In the driver’s seat: Paul Dennett
The first set of wheels that I acquired in PNG, soon after I arrived in my first posting, was a bright red Honda 55 trail bike with an upswept exhaust. I think it cost me about £125 landed in Aitape. I remember sitting on it for the first time, throttling it into action, and appreciating the feel of the wind of my face as I tootled round the waterfront. I didn’t bother about registering it for quite a while, and a helmet—why wear one of those? A couple of times when the District Police Chief visited Aitape I was warned by the ADO to lie low so that there was no possibility of an embarrassing incident while he was in town. My little red Honda never missed a beat for the three years I had it. Later I graduated to Honda 90s, a BSA 125cc bike, and then Toyota station wagons.

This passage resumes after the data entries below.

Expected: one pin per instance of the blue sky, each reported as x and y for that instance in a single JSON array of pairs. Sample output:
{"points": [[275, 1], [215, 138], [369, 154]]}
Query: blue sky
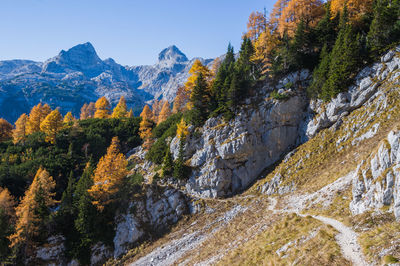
{"points": [[132, 32]]}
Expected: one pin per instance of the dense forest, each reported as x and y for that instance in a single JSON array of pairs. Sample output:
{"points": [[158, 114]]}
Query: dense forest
{"points": [[68, 176]]}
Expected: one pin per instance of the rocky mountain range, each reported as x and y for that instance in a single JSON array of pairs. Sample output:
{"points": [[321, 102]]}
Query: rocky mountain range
{"points": [[78, 76]]}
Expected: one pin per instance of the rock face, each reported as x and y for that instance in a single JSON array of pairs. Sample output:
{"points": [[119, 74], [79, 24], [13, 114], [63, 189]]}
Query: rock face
{"points": [[377, 182], [229, 156], [160, 208], [79, 76], [366, 85]]}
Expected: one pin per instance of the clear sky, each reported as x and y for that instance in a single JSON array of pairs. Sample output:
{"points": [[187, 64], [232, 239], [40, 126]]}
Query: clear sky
{"points": [[132, 32]]}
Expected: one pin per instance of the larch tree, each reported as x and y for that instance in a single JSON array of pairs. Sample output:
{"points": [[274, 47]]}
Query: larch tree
{"points": [[36, 116], [5, 130], [156, 108], [182, 130], [87, 111], [7, 219], [120, 111], [102, 108], [256, 25], [196, 69], [51, 125], [69, 118], [181, 99], [108, 176], [21, 130], [165, 112], [29, 213], [356, 8], [308, 11]]}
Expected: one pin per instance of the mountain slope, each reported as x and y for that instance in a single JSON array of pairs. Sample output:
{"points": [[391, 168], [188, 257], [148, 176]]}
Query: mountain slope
{"points": [[78, 76]]}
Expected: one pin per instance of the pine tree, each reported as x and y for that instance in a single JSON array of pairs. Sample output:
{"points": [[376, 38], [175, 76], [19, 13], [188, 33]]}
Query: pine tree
{"points": [[21, 130], [120, 111], [102, 108], [5, 130], [168, 164], [30, 211], [179, 166], [200, 100], [85, 222], [165, 112], [7, 219], [51, 125], [108, 176], [385, 26]]}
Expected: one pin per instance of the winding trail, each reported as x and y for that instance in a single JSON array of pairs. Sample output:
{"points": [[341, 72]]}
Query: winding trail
{"points": [[347, 238]]}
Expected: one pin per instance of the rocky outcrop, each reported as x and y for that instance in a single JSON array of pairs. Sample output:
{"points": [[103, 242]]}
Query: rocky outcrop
{"points": [[377, 182], [160, 208], [228, 156], [366, 85], [77, 76]]}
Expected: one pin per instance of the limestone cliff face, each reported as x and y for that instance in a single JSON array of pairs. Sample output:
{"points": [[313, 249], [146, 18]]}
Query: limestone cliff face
{"points": [[227, 157]]}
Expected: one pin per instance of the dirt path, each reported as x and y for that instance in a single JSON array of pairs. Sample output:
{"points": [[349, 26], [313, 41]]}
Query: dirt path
{"points": [[347, 238]]}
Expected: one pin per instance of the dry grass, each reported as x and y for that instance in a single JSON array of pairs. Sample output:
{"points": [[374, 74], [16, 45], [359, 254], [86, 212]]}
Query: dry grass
{"points": [[312, 243]]}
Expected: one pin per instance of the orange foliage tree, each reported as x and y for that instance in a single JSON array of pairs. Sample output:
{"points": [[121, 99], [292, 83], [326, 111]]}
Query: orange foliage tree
{"points": [[108, 176], [165, 112], [146, 125], [21, 130], [102, 108], [51, 125], [256, 25], [181, 99], [355, 8], [120, 110], [36, 116], [5, 130], [29, 213]]}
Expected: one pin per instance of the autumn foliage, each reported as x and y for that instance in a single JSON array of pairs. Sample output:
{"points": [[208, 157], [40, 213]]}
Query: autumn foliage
{"points": [[38, 197], [102, 108], [108, 176], [51, 125]]}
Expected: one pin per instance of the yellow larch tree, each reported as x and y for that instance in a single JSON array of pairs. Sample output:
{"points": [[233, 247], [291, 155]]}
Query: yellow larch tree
{"points": [[145, 126], [87, 111], [182, 129], [21, 130], [181, 99], [308, 11], [28, 220], [165, 112], [108, 176], [194, 72], [102, 108], [256, 25], [5, 130], [36, 116], [356, 8], [120, 111], [68, 118], [51, 125], [7, 202]]}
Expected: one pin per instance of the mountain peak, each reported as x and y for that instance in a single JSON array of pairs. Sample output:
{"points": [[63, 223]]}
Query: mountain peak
{"points": [[172, 53], [79, 53]]}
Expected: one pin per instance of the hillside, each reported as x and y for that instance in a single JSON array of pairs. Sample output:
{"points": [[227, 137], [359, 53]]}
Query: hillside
{"points": [[284, 152]]}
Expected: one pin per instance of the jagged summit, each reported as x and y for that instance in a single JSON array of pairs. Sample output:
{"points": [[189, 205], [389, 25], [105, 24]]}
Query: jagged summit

In the seventies, I was driving down the road beside the Minj golf course late one afternoon returning to my house, which was the last in a line of dwellings that stretched from the Hotel down to the High School. Also going in the same direction was a drunk lurching his way down the middle of the road from the Minj Hotel. While still some distance from him, I gave him a brief toot to warn him of my approach. He obviously resented this and possibly construed my toot an example of a white asserting his superiority. In fury, he swung round to see who had had the temerity to sound the horn at him! He came towards the car full of abuse and anger, but I easily dodged round him for he was quite drunk and the road very wide. I thought it best to drive into my next-door neighbour’s, Sub-Inspector Jim Papa, the OIC of Minj Police. I told him of my encounter there and then, rather than to show the drunk, who was not far off, the location of my house so that he could pelt it with rocks from the road as he went past now or later on. Jim, a Western Highlander from the Melpa, was home and listened to my complaint with interest. His startlingly coloured eyes—a rich topaz—gleamed as I recounted the events. Eager for the confrontation, he grabbed his keys and drove off to get back up. Twenty minutes later Jim clunked up my stairs to report to me on what action he had taken. He and his off-sider had flung the drunk into the back of the Toyota police vehicle and taken him out to the highway. There they had dumped him roughly onto its hard koronas (compressed crushed coral) surface. With great satisfaction, Jim described the bloodied state of the inebriate’s knees and one elbow as he stood up, only to be told by The Law that he was from then on banned from the township! I mildly protested at the treatment meted out but Jim assured me that anything less would have had no effect at all.
One day we were returning from Mount Hagen along the busy highway after a shopping trip. I was driving and in the station wagon was a full complement of passengers. With no warning, a line of piglets shot out from a roadside hamlet. Before I could stop, they were already rumbling under the car. Because of the considerable build up all along the highway of river gravel by the side of the road, any sharp braking was always a dangerous strategy. In my rear vision mirror, I could see people running out onto the road drawn by the doubtless loud squealing from the animals. I stopped the car. One piglet lay lifeless and a couple were kicking about, injured, unable to move off. A few locals were looking fiercely in my direction. Despite this, I intended to go and speak to the owners of the animals. What did I hope to achieve by this contact? I have no idea, as my reactions were instinctive. Was I prepared to hand over compensation? Goi, our asthmatic little Simbai hausboi, who had accompanied us, realised my intentions, and writhed in horror urging me repeatedly in an importunate whimper to drive on. He was scared of the possible consequences of any attempt to face the owner of the piglets. His real apprehension made me very uneasy so I got quickly back into the car and drove on. On my arrival at Minj, I reported the incident to Jim Papa who assured me that I was not at fault.
My experience made me take particular care on this stretch of road.